The plaintiffs contested the motion, asserting that Domino’s could not enforce an agreement that it had not signed – that just the franchisee had signed. The district court, however, disagreed and sent the dispute to arbitration, holding that the two plaintiffs had agreed to arbitrate both the merits and the gateway issues raised by the agreements.
In a panel opinion authored by Circuit Judge Amul Thapar, the court painstakingly unraveled the arguments made by Piersing and his cohort and affirmed the lower court ruling. The arbitration agreement in question stated “[t]he [AAA] will administer the arbitration and the arbitration will be conducted in accordance with then-current [AAA Rules].” Those rules state that “[t]he arbitrator shall have the power to rule on his or her own jurisdiction, including any objections with respect to the existence, scope or validity of the arbitration agreement.” So, the dispositive question for the panel was whether the language provided “clear and unmistakable” evidence that Piersing agreed to arbitrate “arbitrability.” See Henry Schein, Inc. v.
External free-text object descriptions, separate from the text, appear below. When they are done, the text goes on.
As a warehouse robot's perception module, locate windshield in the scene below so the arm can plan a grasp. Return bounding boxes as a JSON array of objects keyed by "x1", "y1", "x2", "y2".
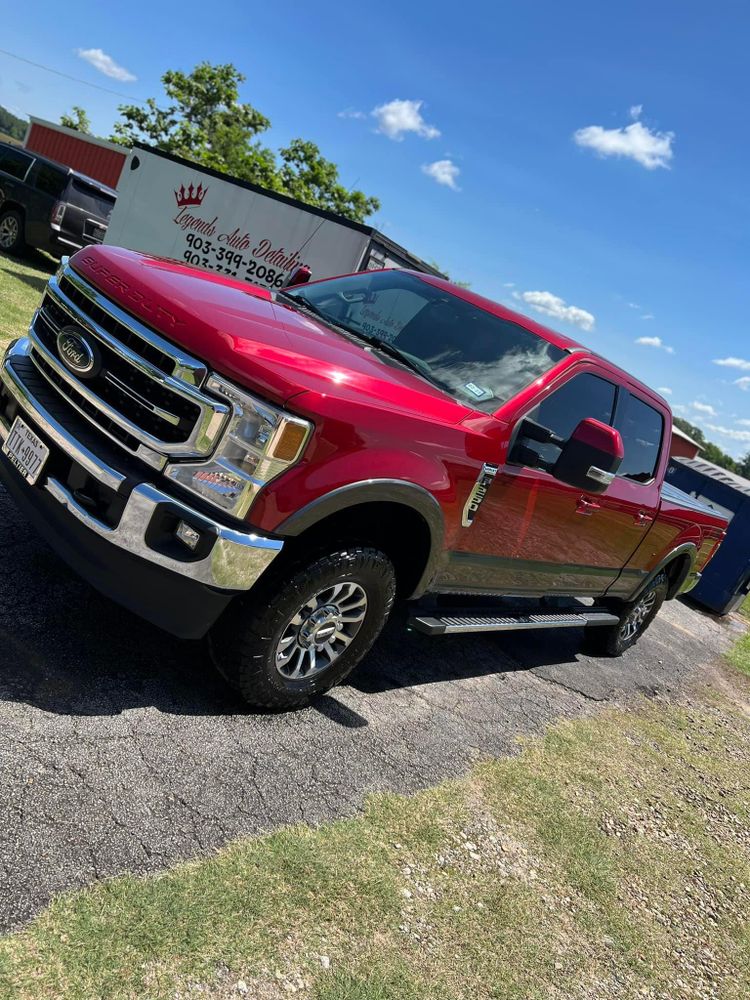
[{"x1": 280, "y1": 271, "x2": 565, "y2": 413}]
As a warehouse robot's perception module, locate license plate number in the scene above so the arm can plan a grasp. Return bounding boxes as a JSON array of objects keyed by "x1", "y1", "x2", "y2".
[{"x1": 3, "y1": 417, "x2": 49, "y2": 485}]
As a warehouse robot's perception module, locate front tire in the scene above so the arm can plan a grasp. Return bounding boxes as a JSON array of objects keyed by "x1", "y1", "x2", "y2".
[
  {"x1": 0, "y1": 208, "x2": 26, "y2": 254},
  {"x1": 586, "y1": 573, "x2": 669, "y2": 656},
  {"x1": 208, "y1": 546, "x2": 396, "y2": 709}
]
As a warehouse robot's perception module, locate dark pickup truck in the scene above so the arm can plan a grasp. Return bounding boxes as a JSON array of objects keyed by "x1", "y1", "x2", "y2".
[
  {"x1": 0, "y1": 247, "x2": 726, "y2": 708},
  {"x1": 0, "y1": 142, "x2": 117, "y2": 257}
]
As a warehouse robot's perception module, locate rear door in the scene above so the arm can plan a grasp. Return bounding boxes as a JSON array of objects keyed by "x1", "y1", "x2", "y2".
[
  {"x1": 0, "y1": 145, "x2": 34, "y2": 205},
  {"x1": 604, "y1": 387, "x2": 682, "y2": 597},
  {"x1": 26, "y1": 160, "x2": 68, "y2": 247},
  {"x1": 60, "y1": 175, "x2": 115, "y2": 246}
]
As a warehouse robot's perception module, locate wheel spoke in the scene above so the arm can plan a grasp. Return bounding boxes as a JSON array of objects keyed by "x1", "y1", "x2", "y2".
[{"x1": 339, "y1": 608, "x2": 367, "y2": 622}]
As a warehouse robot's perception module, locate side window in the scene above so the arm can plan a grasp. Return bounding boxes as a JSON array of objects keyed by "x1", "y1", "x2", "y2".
[
  {"x1": 615, "y1": 396, "x2": 664, "y2": 483},
  {"x1": 29, "y1": 162, "x2": 68, "y2": 198},
  {"x1": 527, "y1": 372, "x2": 615, "y2": 462},
  {"x1": 0, "y1": 146, "x2": 33, "y2": 180}
]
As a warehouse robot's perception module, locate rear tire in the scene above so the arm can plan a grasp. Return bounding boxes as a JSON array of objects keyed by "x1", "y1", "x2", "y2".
[
  {"x1": 0, "y1": 208, "x2": 26, "y2": 254},
  {"x1": 585, "y1": 573, "x2": 669, "y2": 656},
  {"x1": 208, "y1": 545, "x2": 396, "y2": 709}
]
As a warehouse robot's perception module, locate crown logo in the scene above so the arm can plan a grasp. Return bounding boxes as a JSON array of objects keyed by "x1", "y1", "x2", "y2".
[{"x1": 174, "y1": 184, "x2": 208, "y2": 208}]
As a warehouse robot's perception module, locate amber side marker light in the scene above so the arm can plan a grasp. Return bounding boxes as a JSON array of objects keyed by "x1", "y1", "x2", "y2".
[{"x1": 270, "y1": 424, "x2": 308, "y2": 462}]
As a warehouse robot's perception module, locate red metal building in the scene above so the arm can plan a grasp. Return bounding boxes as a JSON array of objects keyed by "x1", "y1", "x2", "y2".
[{"x1": 24, "y1": 118, "x2": 128, "y2": 188}]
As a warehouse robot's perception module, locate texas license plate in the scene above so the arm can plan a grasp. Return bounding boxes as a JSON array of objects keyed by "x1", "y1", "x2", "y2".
[{"x1": 3, "y1": 417, "x2": 49, "y2": 485}]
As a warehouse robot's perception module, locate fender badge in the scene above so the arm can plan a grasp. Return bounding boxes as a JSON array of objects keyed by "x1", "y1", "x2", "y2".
[{"x1": 461, "y1": 462, "x2": 498, "y2": 528}]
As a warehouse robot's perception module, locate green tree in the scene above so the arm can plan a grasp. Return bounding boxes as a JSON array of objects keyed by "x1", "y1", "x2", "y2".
[
  {"x1": 112, "y1": 62, "x2": 380, "y2": 222},
  {"x1": 60, "y1": 104, "x2": 91, "y2": 135}
]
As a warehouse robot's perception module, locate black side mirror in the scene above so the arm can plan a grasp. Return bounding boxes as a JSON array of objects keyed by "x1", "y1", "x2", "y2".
[
  {"x1": 284, "y1": 264, "x2": 312, "y2": 288},
  {"x1": 508, "y1": 417, "x2": 565, "y2": 472},
  {"x1": 550, "y1": 417, "x2": 625, "y2": 493}
]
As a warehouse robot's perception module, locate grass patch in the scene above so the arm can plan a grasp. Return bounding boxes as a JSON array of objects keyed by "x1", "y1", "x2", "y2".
[
  {"x1": 0, "y1": 253, "x2": 57, "y2": 352},
  {"x1": 726, "y1": 632, "x2": 750, "y2": 677},
  {"x1": 0, "y1": 698, "x2": 750, "y2": 1000}
]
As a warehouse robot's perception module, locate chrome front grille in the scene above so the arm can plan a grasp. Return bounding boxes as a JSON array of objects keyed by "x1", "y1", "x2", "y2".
[{"x1": 29, "y1": 267, "x2": 229, "y2": 467}]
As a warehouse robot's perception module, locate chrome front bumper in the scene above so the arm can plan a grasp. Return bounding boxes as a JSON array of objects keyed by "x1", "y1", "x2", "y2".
[{"x1": 0, "y1": 339, "x2": 283, "y2": 591}]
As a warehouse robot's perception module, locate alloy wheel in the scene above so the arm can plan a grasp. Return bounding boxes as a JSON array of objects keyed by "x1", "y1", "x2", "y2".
[
  {"x1": 620, "y1": 590, "x2": 656, "y2": 642},
  {"x1": 274, "y1": 582, "x2": 367, "y2": 680}
]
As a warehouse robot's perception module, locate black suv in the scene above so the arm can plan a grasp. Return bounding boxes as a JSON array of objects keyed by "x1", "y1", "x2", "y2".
[{"x1": 0, "y1": 142, "x2": 117, "y2": 257}]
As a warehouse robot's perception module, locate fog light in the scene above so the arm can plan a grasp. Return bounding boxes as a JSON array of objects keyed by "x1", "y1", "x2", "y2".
[{"x1": 175, "y1": 521, "x2": 201, "y2": 551}]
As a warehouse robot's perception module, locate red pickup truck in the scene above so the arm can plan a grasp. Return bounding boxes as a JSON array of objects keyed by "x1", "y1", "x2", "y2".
[{"x1": 0, "y1": 247, "x2": 726, "y2": 708}]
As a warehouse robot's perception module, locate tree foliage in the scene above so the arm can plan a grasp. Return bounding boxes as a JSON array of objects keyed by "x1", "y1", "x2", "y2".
[
  {"x1": 112, "y1": 62, "x2": 380, "y2": 222},
  {"x1": 60, "y1": 104, "x2": 91, "y2": 135}
]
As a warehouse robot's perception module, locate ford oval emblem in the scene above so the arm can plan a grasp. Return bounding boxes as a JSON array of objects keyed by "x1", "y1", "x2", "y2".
[{"x1": 57, "y1": 326, "x2": 96, "y2": 375}]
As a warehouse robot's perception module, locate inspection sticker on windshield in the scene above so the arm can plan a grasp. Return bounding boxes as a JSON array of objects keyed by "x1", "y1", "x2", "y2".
[
  {"x1": 3, "y1": 417, "x2": 49, "y2": 486},
  {"x1": 464, "y1": 382, "x2": 492, "y2": 399}
]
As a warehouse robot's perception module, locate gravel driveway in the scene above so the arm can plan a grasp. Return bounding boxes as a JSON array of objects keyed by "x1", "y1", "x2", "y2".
[{"x1": 0, "y1": 480, "x2": 740, "y2": 930}]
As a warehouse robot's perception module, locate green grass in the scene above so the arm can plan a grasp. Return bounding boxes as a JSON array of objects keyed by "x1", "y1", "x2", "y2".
[
  {"x1": 0, "y1": 253, "x2": 56, "y2": 352},
  {"x1": 727, "y1": 632, "x2": 750, "y2": 677},
  {"x1": 0, "y1": 698, "x2": 750, "y2": 1000}
]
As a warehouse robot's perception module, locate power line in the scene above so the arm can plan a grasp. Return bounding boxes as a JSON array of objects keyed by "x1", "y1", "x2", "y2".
[{"x1": 0, "y1": 49, "x2": 147, "y2": 104}]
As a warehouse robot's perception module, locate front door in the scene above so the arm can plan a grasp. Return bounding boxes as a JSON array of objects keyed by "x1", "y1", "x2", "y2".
[{"x1": 439, "y1": 370, "x2": 659, "y2": 596}]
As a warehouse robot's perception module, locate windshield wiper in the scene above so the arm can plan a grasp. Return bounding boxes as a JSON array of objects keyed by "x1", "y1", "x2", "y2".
[
  {"x1": 351, "y1": 330, "x2": 445, "y2": 392},
  {"x1": 276, "y1": 291, "x2": 445, "y2": 392},
  {"x1": 276, "y1": 291, "x2": 335, "y2": 323}
]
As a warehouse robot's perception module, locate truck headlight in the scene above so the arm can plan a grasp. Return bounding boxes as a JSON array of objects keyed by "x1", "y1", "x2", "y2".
[{"x1": 164, "y1": 375, "x2": 312, "y2": 517}]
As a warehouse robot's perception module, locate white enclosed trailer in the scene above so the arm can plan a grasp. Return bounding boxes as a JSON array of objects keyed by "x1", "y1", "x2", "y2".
[{"x1": 105, "y1": 145, "x2": 439, "y2": 288}]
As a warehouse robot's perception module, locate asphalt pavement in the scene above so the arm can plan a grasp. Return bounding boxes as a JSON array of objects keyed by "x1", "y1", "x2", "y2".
[{"x1": 0, "y1": 480, "x2": 741, "y2": 930}]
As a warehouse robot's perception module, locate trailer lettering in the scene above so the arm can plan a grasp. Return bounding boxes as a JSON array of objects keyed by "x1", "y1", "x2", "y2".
[
  {"x1": 172, "y1": 208, "x2": 219, "y2": 236},
  {"x1": 217, "y1": 229, "x2": 250, "y2": 250}
]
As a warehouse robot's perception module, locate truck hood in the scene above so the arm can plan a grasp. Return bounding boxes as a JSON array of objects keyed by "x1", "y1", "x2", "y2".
[{"x1": 71, "y1": 246, "x2": 474, "y2": 423}]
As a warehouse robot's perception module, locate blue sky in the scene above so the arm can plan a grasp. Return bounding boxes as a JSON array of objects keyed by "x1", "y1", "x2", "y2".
[{"x1": 0, "y1": 0, "x2": 750, "y2": 456}]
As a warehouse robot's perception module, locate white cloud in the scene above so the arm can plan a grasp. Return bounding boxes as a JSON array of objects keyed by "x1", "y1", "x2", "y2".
[
  {"x1": 370, "y1": 100, "x2": 440, "y2": 142},
  {"x1": 714, "y1": 358, "x2": 750, "y2": 372},
  {"x1": 705, "y1": 424, "x2": 750, "y2": 441},
  {"x1": 76, "y1": 49, "x2": 138, "y2": 83},
  {"x1": 635, "y1": 337, "x2": 674, "y2": 354},
  {"x1": 513, "y1": 292, "x2": 596, "y2": 331},
  {"x1": 422, "y1": 160, "x2": 461, "y2": 191},
  {"x1": 573, "y1": 122, "x2": 674, "y2": 170},
  {"x1": 690, "y1": 399, "x2": 718, "y2": 417}
]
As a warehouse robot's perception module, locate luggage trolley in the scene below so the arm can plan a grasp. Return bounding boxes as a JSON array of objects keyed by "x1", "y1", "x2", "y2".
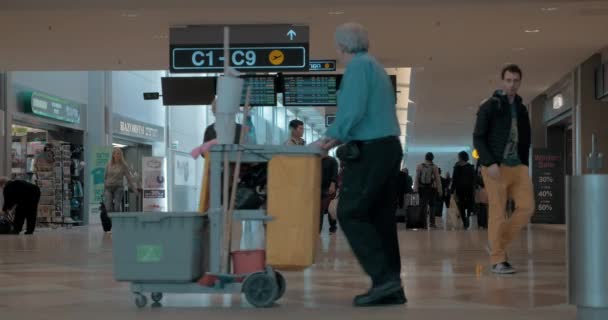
[{"x1": 110, "y1": 145, "x2": 320, "y2": 308}]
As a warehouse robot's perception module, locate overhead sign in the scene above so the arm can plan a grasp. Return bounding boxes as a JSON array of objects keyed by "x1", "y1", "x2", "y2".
[
  {"x1": 308, "y1": 60, "x2": 336, "y2": 71},
  {"x1": 532, "y1": 149, "x2": 566, "y2": 224},
  {"x1": 24, "y1": 92, "x2": 81, "y2": 124},
  {"x1": 112, "y1": 115, "x2": 165, "y2": 142},
  {"x1": 283, "y1": 74, "x2": 341, "y2": 107},
  {"x1": 241, "y1": 75, "x2": 277, "y2": 107},
  {"x1": 170, "y1": 24, "x2": 309, "y2": 73},
  {"x1": 325, "y1": 114, "x2": 336, "y2": 127},
  {"x1": 553, "y1": 93, "x2": 564, "y2": 110}
]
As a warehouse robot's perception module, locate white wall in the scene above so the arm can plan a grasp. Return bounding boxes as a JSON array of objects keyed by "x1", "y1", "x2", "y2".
[
  {"x1": 110, "y1": 71, "x2": 167, "y2": 157},
  {"x1": 168, "y1": 106, "x2": 213, "y2": 211}
]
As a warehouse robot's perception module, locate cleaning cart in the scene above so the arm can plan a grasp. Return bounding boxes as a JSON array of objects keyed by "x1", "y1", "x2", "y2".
[{"x1": 110, "y1": 144, "x2": 320, "y2": 308}]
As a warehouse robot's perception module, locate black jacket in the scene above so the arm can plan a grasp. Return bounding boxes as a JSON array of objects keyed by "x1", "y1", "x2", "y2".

Archer & White Sales, Inc., 139 S. Ct. 524, 528-29 (2019), and Rent-A-Center W., Inc. v. Jackson, 561 U.S. 63, 67 (2010). We covered the Henry Schein, Inc. opinion in our blog article of Jan. 15, 2019.
The panel found “there are good reasons to think it is.” First, the AAA Rules “clearly empower an arbitrator to decide issues of ‘arbitrability’ . . . .” And Piersing’s agreement “expressly incorporates the AAA Rules,” which is “pretty compelling evidence.”
Second, “[w]hat the text suggests, the case law confirms” (citing Henry Schein, 139 S. Ct. at 528, and Preston v. Ferrer, 552 U.S. 346, 361-63 (2008)). Indeed, Judge Thapar aptly noted that the Sixth Circuit’s own “precedent counsels – and perhaps compels” the same outcome, citing McGee v. Armstrong, 941 F.3d 859, 866 (6th Cir. 2019).
Finally, “eleven out of twelve” other circuits “have found that incorporation of the AAA Rules (or similarly worded arbitral rules) provides ‘clear and unmistakable’ evidence that the parties agreed to arbitrate ‘arbitrability’” (citing, among many, Richardson v. Coverall North America, Inc., 2020 WL 2028523 at *2-3 (3d Cir. 2020)). As mentioned above, Richardson was covered in our May 4 blog article.
Based upon this analytical platform, the panel dispensed with the parties’ remaining arguments. Judge Thapar found that federal rather than state law governs the question of “clear and unmistakable evidence.” He also discredited the argument that the AAA Rules don’t provide the required evidence, finding that the “assertion . . . runs into a solid wall of contrary authority,” citing Awuah v. Coverall N. Am., Inc., 554 F.3d 7, 11-12 (1st Cir. 2009). In concluding its analysis, the panel emphasized that the decision was “about who should decide whether the parties have to arbitrate the merits,” not the merits themselves (emphasis in original), reminding readers that the parties do not sacrifice substantive rights when they elect to arbitrate an issue.
As we have cautioned before, arbitration rules do matter and must be carefully considered. Here, the appellate court followed well-established precedent regarding the impact of AAA or other arbitral rules on a case.
The Sixth Circuit now has held that reference to the AAA Rules can provide “clear and unmistakable evidence” that the parties agreed to delegate arbitrability questions to an arbitrator.
Postscript: After the Sixth Circuit ruling, Derek Piersing filed a Petition for Writ of Certiorari with the U.S. Supreme Court, No. 20-695, on November 16, 2020.
The question presented was “[i]n the context of a form employment agreement, is providing that a particular set of rules will govern arbitration proceedings without more ‘clear and unmistakable evidence’ of the parties’ intent to have the arbitrator decide questions of arbitrability?”
On January 25, 2021 the Court denied the petition. On the same day, the Supreme Court dismissed the writ of certiorari as improvidently granted in a case raising similar questions. See Henry Schein, Inc. v. Archer and White Sales, Inc., No. 19-963. We blogged the oral argument in that case on Dec. 10, 2020.